Friday, January 21, 2011

Childhood and Growing Old and Somebody Drives the Zamboni and Dry Skin (coz that never goes away)

I’ve been thinking about childhood and growing old and driving the Zamboni and my inner world has filled up with virtual post-it thoughts and now it’s all turning phrases in the shower and I’ve decided to let them out, write it all down and see where I end up.
The dry skin section is the easy part. I often do my best thinking in the shower (maybe it’s the humidity) and then I need to get it writ down so I sit with my computer and get all pinchy for lack of moisturizer (also the heat’s on here in the north and WOW! I am thinking about dry skin and moisturizer really a lot, I mean I could use an attendant who just follows me around with shea butter but, I digress). This concludes the dry skin portion of our program.
“Note to self: focus.”
-The Tao of the Wonder Pets
I’m not even sure how the childhood and growing old and the Zamboni relate. Well, that’s not completey true, I know how they relate in the stew of post-its that is my thought process (even Arugula sandwiches fit in there- really) I’m just not sure that I can put it in words to paper (yeah, I still think in terms of paper even whilst I tap away at my lap top) in fewer than a squillion. (For the uninitiated squillion is a LOT of words.)
So, to childhood: recently we had a fairly lively discussion around the lunch table at work wherein various members spent no small amount of words and time mourning the passing of the ideal, urban-free, video game-less, safe and always secure, no crime, running through the trees, breathing only clean air, mom and dad at home, “ollie-ollie-oxen-free-oh!”, not worrying about the state of the planet childhood. The childhood they felt everyone should have and (most importantly) that they did, indeed, have. I found myself thinking: “wait-up here I think that a lovely childhood can be had in many different ways and  in many different times”. I also thought that maybe (just maybe) these people have their “hind-sight glasses” set to soft focus and their “what is this world coming to glasses” set to sharp focus.
This is not to say that these people did not have the wonderful childhood they recall and describe. I’m sure they did but that’s the point.  They were children and this was childhood and they are remembering the world in which they lived (and ran laughing and playing at break-neck speed) through the eyes of the children that they were. I’m also fairly certain that part of the wonder of childhood is that one does not really, clearly, see the adult world (in the moment or in memory- how could one? We were kids at the time.)
Thinking about the discussion (as I pondered my own run through the neighborhood, getting sun burnt, climbing trees, and sharing with 7 siblings childhood) I kept asking myself:  “Was life really safer back when? Were we really more secure, younger and carefree?”  I’m not so sure. I’m not saying we were not all those things I’m just not sure it was better. I think it was just, well what it was. We had uglier clothes and a little more space for sure but well was it so very better?
I know we worried.

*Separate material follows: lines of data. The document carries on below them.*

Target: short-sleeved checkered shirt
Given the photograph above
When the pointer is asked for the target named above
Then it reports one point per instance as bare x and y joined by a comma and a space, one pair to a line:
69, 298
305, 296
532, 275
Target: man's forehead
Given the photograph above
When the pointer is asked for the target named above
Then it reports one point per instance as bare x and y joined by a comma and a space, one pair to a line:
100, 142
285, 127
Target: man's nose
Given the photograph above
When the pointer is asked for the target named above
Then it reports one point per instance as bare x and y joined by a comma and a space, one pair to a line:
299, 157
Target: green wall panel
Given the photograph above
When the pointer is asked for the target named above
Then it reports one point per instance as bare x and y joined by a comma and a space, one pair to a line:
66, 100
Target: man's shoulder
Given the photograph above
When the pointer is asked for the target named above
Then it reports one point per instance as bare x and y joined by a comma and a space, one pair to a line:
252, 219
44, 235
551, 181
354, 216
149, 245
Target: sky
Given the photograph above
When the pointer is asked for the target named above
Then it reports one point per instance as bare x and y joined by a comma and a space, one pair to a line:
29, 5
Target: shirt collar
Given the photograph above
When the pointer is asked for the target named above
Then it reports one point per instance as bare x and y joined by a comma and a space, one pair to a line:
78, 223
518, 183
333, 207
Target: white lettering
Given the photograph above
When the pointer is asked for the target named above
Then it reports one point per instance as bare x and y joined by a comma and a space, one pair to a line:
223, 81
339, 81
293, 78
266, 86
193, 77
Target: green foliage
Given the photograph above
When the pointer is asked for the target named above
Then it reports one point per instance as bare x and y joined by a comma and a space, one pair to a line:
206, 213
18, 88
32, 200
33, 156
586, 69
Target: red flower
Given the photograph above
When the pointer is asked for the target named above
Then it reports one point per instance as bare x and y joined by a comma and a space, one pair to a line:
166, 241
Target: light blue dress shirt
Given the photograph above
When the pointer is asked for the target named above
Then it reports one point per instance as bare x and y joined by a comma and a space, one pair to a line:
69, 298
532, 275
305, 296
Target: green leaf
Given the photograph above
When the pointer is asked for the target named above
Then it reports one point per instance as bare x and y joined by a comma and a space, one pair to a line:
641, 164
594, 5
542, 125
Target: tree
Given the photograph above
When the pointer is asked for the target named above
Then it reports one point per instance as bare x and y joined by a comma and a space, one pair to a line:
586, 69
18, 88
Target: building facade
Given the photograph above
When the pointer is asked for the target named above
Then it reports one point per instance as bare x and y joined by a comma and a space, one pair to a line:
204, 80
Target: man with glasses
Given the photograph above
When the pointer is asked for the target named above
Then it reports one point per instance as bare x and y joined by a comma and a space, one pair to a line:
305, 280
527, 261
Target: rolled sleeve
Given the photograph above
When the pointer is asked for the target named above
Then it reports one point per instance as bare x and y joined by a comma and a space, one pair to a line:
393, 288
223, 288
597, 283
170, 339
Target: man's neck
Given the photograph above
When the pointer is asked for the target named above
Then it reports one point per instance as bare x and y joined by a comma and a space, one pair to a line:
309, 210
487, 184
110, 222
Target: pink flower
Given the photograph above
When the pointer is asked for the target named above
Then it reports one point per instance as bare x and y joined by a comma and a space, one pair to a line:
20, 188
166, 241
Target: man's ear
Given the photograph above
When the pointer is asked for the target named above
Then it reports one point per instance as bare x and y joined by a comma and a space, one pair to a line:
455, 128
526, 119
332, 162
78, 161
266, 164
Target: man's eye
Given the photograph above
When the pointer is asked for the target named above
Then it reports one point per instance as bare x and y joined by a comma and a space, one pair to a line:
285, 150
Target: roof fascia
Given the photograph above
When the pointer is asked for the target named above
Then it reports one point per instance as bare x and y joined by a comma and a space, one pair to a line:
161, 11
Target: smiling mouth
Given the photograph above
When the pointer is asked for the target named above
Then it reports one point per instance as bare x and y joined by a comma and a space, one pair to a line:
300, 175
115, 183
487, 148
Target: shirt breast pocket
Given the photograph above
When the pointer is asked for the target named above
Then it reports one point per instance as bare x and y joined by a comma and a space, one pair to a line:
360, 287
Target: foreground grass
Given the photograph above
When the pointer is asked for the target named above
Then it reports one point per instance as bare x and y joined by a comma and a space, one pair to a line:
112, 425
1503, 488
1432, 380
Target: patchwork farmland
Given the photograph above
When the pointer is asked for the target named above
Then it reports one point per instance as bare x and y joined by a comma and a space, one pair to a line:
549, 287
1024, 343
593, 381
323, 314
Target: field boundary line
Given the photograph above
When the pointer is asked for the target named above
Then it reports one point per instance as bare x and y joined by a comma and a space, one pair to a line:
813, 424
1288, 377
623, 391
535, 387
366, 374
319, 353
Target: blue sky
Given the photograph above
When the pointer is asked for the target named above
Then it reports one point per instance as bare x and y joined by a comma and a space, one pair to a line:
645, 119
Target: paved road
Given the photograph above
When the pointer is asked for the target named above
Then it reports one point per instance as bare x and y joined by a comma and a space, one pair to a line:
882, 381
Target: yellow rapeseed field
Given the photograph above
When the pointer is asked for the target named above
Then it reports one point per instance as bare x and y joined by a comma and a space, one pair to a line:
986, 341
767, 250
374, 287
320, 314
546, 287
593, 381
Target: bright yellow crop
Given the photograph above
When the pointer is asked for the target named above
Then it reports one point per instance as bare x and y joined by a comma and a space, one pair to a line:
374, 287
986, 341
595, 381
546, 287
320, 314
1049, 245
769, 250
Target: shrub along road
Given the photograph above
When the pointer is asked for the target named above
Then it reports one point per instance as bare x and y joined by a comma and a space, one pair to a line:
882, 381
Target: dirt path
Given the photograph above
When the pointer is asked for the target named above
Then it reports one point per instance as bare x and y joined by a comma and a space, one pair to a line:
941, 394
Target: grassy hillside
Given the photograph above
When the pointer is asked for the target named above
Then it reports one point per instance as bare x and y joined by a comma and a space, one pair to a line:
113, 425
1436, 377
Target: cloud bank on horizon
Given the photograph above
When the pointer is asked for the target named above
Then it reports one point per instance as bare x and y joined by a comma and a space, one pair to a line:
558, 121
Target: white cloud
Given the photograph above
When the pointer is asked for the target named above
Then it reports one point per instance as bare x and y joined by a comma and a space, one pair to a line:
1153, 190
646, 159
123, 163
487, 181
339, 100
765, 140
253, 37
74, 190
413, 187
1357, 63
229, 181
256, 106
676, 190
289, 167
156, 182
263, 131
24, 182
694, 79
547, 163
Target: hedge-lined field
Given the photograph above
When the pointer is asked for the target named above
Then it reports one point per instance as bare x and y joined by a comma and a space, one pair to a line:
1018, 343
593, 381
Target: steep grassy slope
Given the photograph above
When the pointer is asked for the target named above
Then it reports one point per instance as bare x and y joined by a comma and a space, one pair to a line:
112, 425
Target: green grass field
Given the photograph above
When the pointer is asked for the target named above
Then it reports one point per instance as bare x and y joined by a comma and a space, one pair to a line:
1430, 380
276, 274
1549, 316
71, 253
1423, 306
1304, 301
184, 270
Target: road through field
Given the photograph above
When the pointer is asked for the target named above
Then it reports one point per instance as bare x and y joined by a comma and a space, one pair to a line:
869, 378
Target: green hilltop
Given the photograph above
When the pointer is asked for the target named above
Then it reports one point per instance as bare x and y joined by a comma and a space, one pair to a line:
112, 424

We didn’t worry about pollution (one of the lunch-roomers felt that today’s kids have been confronted with “being green and global warming” and that kids shouldn’t have to be faced with such large issues out of their control. He thought that maybe it robbed them of being kids…well, maybe but…). But maybe not… Us, well we worried about nuclear annihilation. WE DID! How could we not? We had drills in school. We ducked, we covered. We waited for the time the bomb would go off. (I remember wondering, even as a little kid, how the sweater pulled up over my head was gonna protect me if the boiler we were ducking next to blew up. Some kids were so scared that someone always threw up.) and yet we were still pretty carefree little kids coz the bomb was only really a problem during duck and cover. The generation of kids before us probably worried about world war and after us, well, I guess they got oil shortages and over population and these guys- they get global warming, the greenhouse effect and 911.
My point is: “t’was ever thus”.
I went to the census bureau site. Did you know that at the end of the 1920s there were 8.4 homicides per 100,000 people? At the end of the 1940s it was 6.4. In 1959: 4.9; 1969: 7.3; 1979: 9.7; 1989: 8.7, 1999: 5.7 and in 2008 it was 5.8. Did we really grow up in a safer world or do we just have our adult eyes on and read the paper (I don’t know about you but I didn’t much read the paper when was seven)? I guess you’d have to look at your own personal time and decide for your ownself.
So, here we are, at the bottom if not the end. We haven’t covered video games and TV and Orphan Annie on the radio but maybe we don’t need to. I guess (for me, my ownself) I’ve decided that the ideal childhood is not a finite or absolute set of carefree and out-of-doors with no electronics time but rather a combination being loved and taught and tickled and cherished. Whether it’s a woods, or beach or cornfield (poor Mr. Konnitzer, the hold out farmer in our post war suburban sprawl, he didn’t see his cornfield as the hide and seek playground that we did) or a city street or an urban hallway that one hurtles down and through with childish abandon well, that’s just the window dressing to what makes childhood ideal.
This (I’m sure you’ll agree) is way long enough. Aging and the Zamboni driver will just have to wait.